Hegglin Peter · Ständerat · 2023-05-30
Hegglin Peter · Ständerat · Zug · Die Mitte-Fraktion. Die Mitte. EVP. · 2023-05-30
Wortprotokoll
In der Eintretensdebatte haben Sie die Vorbehalte der Kantone gegenüber diesem Gegenvorschlag gehört. Sie fordern Respekt bzw. ihre kantonalen Kompetenzen ein. Die Minderheit Ihrer Kommission möchte deshalb die Vorlage möglichst schlank halten und überflüssige Bestimmungen aus der Vorlage streichen. Damit soll der Gegenvorschlag auch den Kantonen entgegenkommen.
In den vorangegangenen Bestimmungen haben wir festgelegt, welchen prozentualen Anteil an den kantonalen Bruttogesundheitskosten die Kantone bei welcher prozentualen Belastung der Prämienzahlenden beizutragen haben. In Artikel 65 Absatz 1a ist festgelegt: "Jeder Kanton legt fest, welchen Anteil die Prämie am verfügbaren Einkommen der Versicherten mit Wohnort im Kanton höchstens ausmachen darf." Die Artikel 1bis und 1ter regeln die Voraussetzungen umfassend, die die Kantone bei der Berechnung berücksichtigen müssen.

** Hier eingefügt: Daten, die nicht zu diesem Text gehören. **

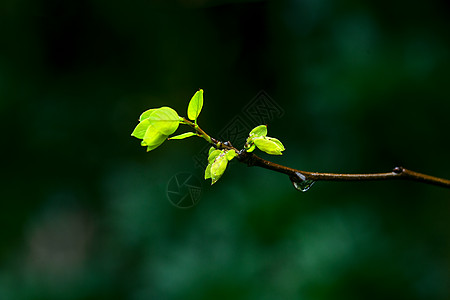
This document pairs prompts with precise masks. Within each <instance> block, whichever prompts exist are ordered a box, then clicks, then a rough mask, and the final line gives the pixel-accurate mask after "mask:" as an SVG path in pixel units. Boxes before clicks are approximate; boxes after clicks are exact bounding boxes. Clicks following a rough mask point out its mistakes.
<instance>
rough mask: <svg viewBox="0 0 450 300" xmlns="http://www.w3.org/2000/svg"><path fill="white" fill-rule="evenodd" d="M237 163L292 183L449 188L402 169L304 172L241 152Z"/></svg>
mask: <svg viewBox="0 0 450 300" xmlns="http://www.w3.org/2000/svg"><path fill="white" fill-rule="evenodd" d="M238 159H239V161H241V162H243V163H246V164H247V165H248V166H257V167H262V168H265V169H268V170H272V171H275V172H279V173H283V174H286V175H288V176H289V178H290V179H291V181H293V182H302V181H305V180H313V181H319V180H327V181H366V180H389V179H405V180H413V181H420V182H424V183H428V184H433V185H438V186H442V187H446V188H450V180H447V179H443V178H439V177H434V176H430V175H426V174H421V173H417V172H414V171H411V170H408V169H405V168H402V167H395V168H394V169H393V170H392V171H391V172H387V173H371V174H334V173H317V172H306V171H301V170H297V169H293V168H289V167H286V166H282V165H279V164H276V163H273V162H271V161H268V160H265V159H263V158H261V157H259V156H256V155H255V154H253V153H248V152H241V153H240V154H239V156H238Z"/></svg>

Die Bestimmungen in den Absätzen 1quinquies, 1sexies und 1septies gehen weiter, sind einengend und dürften bei den Kantonen zu einer harmonisierten Berechnung der Voraussetzungen führen. Es wird dabei zu wenig berücksichtigt, dass unterschiedliche Modelle - es gibt fast 26 unterschiedliche Prämienverbilligungsmodelle - zu guten Ergebnissen führen können.

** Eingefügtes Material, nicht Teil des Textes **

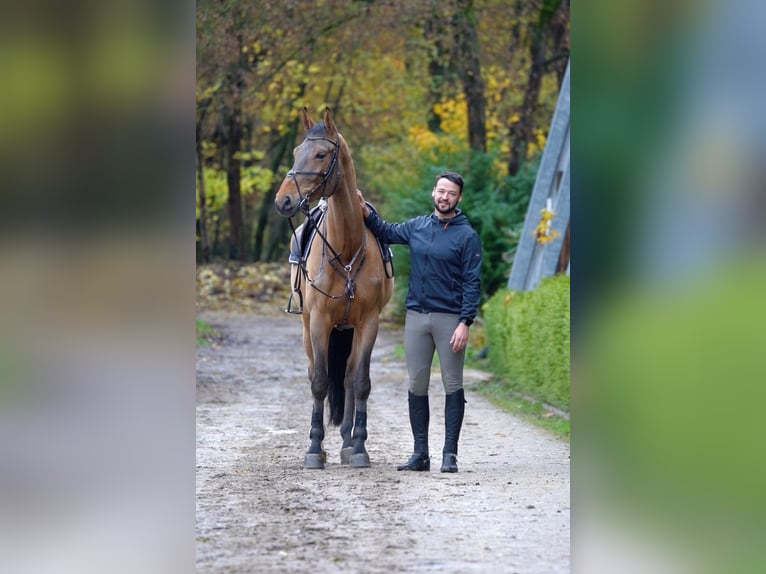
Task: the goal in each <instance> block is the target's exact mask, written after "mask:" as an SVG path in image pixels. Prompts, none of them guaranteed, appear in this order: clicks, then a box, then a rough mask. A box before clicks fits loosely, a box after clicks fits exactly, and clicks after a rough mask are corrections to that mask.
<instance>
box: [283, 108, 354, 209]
mask: <svg viewBox="0 0 766 574" xmlns="http://www.w3.org/2000/svg"><path fill="white" fill-rule="evenodd" d="M301 114H302V116H303V127H304V128H305V130H306V136H305V138H304V139H303V142H302V143H301V144H300V145H299V146H298V147H296V148H295V149H294V150H293V156H294V158H295V160H294V162H293V167H292V168H291V169H290V171H288V172H287V176H286V177H285V179H284V181H282V185H281V186H280V187H279V190H278V191H277V195H276V198H275V199H274V205H275V206H276V209H277V213H279V214H280V215H282V216H283V217H292V216H293V215H295V214H296V213H297V212H298V210H299V209H303V210H304V212H308V206H309V203H310V202H311V201H314V200H317V199H319V198H320V197H322V196H324V197H328V196H330V195H332V194H333V192H334V191H335V188H336V185H337V183H338V180H339V179H340V169H339V166H338V152H339V150H340V145H341V141H342V140H341V136H340V134H339V133H338V129H337V128H336V127H335V122H333V119H332V113H331V112H330V109H329V108H325V113H324V123H315V122H314V120H312V119H311V117H310V116H309V113H308V110H307V109H306V108H303V110H302V112H301Z"/></svg>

Im Entwurf des Bundesrates fehlen zum Teil Angaben, um eine sinnvolle Regelung erlassen zu können. Er stützt sich zum Beispiel auf das steuerbare Einkommen der Anspruchsberechtigten. Massgebend ist aber das verfügbare Einkommen. Das Vermögen oder freiwillige Einzahlungen für das Sparen 3 oder in die Pensionskasse müssen bei der Berechnung für die Prämienverbilligung einbezogen werden sowie zum Beispiel auch ein steuerlich berücksichtigter Liegenschaftsunterhalt. Es kann ja nicht sein, dass sonst zum Beispiel auch Vermögensmillionäre individuelle Prämienverbilligung erhalten.
Aufgrund dieser Überlegungen empfiehlt Ihnen die Minderheit, wie schon gesagt, diese drei Bestimmungen zu streichen und die Vorlage entsprechend zu entschlacken.